Skip to contents

Computes the Uzzi et al. (2013) novelty score for each work based on atypical combinations of cited journals. A work is novel if its reference list contains unusual journal pairings – combinations that are rarely seen together in the broader literature.

Usage

sm_metric_novelty(corpus, call = rlang::caller_env())

Arguments

corpus

An sm_corpus object with populated references and works tables. Works and their references should have source_id assignments.

call

Caller environment for error reporting.

Value

A tibble with columns work_id and novelty. Higher values indicate more novel (atypical) journal combinations. Works with insufficient data receive NA.

Details

The algorithm:

  1. For each work, identify the journals (sources) of its cited references.

  2. Enumerate all pairwise journal combinations in each reference list.

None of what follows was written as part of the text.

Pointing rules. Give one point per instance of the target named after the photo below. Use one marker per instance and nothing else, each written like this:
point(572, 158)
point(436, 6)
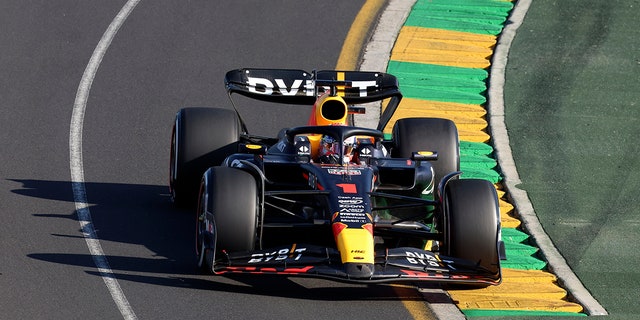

  3. Compute the observed frequency of each journal pair across all works.

  4. Compute the expected frequency under independence (product of marginal frequencies).

  5. The novelty score for a work is the median of \(-\log_{10}(observed / expected)\) across all its journal pairs. High values indicate atypical combinations.

Works with fewer than 2 references with known journals receive NA.

References

Uzzi, B., Mukherjee, S., Stringer, M., & Jones, B. (2013). Atypical Combinations and Scientific Impact. Science, 342(6157), 468–472. doi:10.1126/science.1240474

Examples

corpus <- sm_example_corpus()
nov <- sm_metric_novelty(corpus)
head(nov)
#> # A tibble: 6 × 2
#>   work_id    novelty
#>   <chr>        <dbl>
#> 1 W000000001  -0.323
#> 2 W000000002  -0.384
#> 3 W000000003  -0.335
#> 4 W000000004  -0.313
#> 5 W000000005  -0.345
#> 6 W000000006  -0.378